| REVENDICATIONS 1) Dispositif pour un système mécanique de reproduction, de maintien ou de guidage des articulations naturelles complexes pour prothèse, orthèse, robot ou exosquelette, caractérisé en ce qu'il soit constitué de deux longerons (2 et 3) formant un plan déformable dans l'espace liés entre eux d'un coté à un châssis unique, en deux points distincts (6 et 7) et de l'autre à une articulation cible (1) en deux points distincts. 2) Dispositif selon la revendication 1, caractérisé en ce que le longeron (2) est lié par un côté au châssis unique (6) par l'intermédiaire d'un système permettant son repositionnement dans l'espace (5) et par l'autre à l'articulation cible (1) en un point unique. 3) Dispositif selon la revendication 1, caractérisé en ce que le longeron (3) est lié par un côté au châssis unique (7) par l'intermédiaire d'un système permettant son repositionnement dans l'espace (4) et par l'autre à l'articulation cible (1) en un point unique. 4) Dispositif selon la revendication 1, caractérisé en ce que le système de repositionnement (4) est un assemblage mécanique permettant la rotation ou la translation dans au moins l'un des trois axes de l'espace, ou une liaison encastrement, dans le but de respecter les contraintes mécaniques nécessaire à la reproduction, au maintien, ou au guidage de l'articulation cible (1) par rapport au châssis (7). 5) Dispositif selon la revendication 1, caractérisé en ce que le système de repositionnement (5) est un assemblage mécanique permettant la rotation ou la translation dans au moins l'un des trois axes de l'espace, ou une liaison encastrement, dans le but de respecter les contraintes mécaniques nécessaire à la reproduction, au maintien, ou au guidage de l'articulation cible (1) par rapport au châssis (6). 6) Utilisation du dispositif selon l'une quelconque des revendications précédentes, pour tout ou partie d'un exosquelette, d'une orthèse, d'une prothèse ou d'un robot. |
Cette invention servira pour les orthèses à la réalisation de supports techniques permettant de corriger un membre déficient ou d'améliorer son rendement physiologique.

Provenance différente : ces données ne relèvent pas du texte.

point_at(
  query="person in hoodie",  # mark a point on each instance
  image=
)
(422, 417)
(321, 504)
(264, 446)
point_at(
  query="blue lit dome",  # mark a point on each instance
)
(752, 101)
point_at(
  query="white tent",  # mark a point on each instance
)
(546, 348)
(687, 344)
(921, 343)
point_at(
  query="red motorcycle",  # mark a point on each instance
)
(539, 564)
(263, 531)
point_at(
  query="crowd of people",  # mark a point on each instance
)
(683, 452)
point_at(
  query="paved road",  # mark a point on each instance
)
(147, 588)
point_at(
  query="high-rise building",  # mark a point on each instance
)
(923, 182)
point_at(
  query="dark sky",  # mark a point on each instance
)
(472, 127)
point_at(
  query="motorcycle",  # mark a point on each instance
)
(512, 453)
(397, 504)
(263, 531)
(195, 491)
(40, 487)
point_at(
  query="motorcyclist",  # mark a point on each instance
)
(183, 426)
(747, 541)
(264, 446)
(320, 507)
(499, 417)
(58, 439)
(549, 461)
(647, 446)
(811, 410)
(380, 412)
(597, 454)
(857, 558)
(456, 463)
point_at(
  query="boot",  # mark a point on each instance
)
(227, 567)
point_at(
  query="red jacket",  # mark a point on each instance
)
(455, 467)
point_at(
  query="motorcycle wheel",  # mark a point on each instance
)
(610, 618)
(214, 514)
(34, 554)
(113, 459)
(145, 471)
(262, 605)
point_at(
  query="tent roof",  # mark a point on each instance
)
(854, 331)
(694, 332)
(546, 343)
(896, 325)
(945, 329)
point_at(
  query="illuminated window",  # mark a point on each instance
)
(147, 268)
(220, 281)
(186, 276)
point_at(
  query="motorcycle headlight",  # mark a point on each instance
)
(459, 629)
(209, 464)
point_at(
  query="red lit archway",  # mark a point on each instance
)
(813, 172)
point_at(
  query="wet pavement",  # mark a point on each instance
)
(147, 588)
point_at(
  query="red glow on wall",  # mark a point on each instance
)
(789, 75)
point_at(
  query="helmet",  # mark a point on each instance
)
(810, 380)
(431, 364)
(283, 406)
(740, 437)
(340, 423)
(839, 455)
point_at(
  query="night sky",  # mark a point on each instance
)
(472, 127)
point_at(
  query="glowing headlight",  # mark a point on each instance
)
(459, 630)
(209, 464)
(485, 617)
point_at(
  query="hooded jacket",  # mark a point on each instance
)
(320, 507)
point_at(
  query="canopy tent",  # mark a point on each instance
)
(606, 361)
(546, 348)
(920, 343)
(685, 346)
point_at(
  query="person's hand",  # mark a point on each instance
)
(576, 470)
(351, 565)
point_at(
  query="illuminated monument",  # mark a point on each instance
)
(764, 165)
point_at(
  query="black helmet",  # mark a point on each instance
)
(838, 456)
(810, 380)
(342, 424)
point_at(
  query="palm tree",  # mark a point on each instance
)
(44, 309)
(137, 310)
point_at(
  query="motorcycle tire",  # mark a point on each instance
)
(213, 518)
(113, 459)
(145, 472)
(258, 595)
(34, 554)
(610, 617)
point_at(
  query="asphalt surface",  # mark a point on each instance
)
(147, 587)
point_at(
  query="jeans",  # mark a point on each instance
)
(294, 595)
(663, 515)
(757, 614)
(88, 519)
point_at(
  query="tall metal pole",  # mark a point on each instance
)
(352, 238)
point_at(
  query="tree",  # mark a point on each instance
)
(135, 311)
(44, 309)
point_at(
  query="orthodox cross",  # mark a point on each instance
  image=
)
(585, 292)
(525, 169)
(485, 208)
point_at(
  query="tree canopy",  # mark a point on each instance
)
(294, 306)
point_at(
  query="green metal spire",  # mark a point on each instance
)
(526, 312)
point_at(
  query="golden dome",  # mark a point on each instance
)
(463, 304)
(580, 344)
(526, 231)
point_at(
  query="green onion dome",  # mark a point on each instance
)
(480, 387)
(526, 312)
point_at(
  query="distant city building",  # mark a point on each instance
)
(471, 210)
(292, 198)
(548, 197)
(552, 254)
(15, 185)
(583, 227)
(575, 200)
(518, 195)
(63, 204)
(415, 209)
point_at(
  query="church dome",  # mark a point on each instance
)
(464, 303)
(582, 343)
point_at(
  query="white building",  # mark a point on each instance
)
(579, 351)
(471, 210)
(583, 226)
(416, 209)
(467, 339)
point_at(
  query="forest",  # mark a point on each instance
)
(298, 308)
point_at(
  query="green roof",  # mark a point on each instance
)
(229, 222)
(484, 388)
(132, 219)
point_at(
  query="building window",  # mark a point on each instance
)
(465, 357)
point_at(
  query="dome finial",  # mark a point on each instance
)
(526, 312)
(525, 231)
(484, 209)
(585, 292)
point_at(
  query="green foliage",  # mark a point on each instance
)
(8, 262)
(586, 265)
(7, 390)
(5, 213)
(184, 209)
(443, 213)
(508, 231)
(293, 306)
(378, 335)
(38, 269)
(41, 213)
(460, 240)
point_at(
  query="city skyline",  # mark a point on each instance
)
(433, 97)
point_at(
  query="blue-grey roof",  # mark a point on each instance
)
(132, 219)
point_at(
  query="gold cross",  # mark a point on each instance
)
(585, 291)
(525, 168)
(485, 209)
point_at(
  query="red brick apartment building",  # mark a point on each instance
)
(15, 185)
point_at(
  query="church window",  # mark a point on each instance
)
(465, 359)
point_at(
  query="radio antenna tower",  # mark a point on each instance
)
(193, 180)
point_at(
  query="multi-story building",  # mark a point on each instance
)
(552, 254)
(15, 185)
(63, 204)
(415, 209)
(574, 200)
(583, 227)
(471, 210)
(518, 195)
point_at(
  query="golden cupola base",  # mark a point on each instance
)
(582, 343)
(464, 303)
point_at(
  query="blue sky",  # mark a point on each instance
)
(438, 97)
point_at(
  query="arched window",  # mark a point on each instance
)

Cette invention servira pour les exosquelettes à une application externe, au même titre que l'orthèse, une définition couramment admise de l'exosquelette étant le terme d'orthèse motorisée, dans un cadre réparateur ou améliorateur, afin d'amplifier les capacités physiques du porteur de l'exosquelette.
Cette invention servira pour les prothèses à la reproduction cinématique de mouvements complexes, afin de simuler efficacement l'articulation complexe, dans un cadre d'amélioration de confort et d'esthétisme.
Cette invention servira pour la robotique à la reproduction cinématique de mouvements complexes, afin de reporter efficacement les informations de retour de force, en ce qui concerne une commande robotisée, ou l'imitation d'un mouvement naturel qu'une articulation simple ne peut résoudre.
Cette invention trouvera application dans tout système incluant l'aide à la mobilité, l'assistance musculaire, la rééducation motrice, l'amplification et la reproduction des mouvements naturels.
La manière traditionnelle de réaliser une articulation complexe dépend de l'objectif de l'appareillage qui sera équipé de l'articulation et de l'espace disponible pour ce faire.
Chaque technique actuelle assimile les articulations à un schéma simplifié par un degré de liberté précis, appelé DOF pour "degree of freedom", selon la terminologie anglo-saxonne, dans le but clair de simplifier la conception mécanique de ces articulations.
Dans le cadre des orthèses, la solution habituellement retenue consiste en l'immobilisation pure et simple de l'articulation, quand celle-ci est trop complexe pour permettre un mouvement simple. Dans le cadre des prothèses, l'imitation de la cinématique se résume généralement à une partie de l'articulation, comme par exemple pour l'articulation d'épaule, la solution habituelle permettant de remplacer la tête de l'humérus, mais ne permettant pas le remplacement complet depuis la clavicule jusqu'à l'omoplate, comme il serait nécessaire dans les projets plus complets, comme une prothèse de bras robotisée complète.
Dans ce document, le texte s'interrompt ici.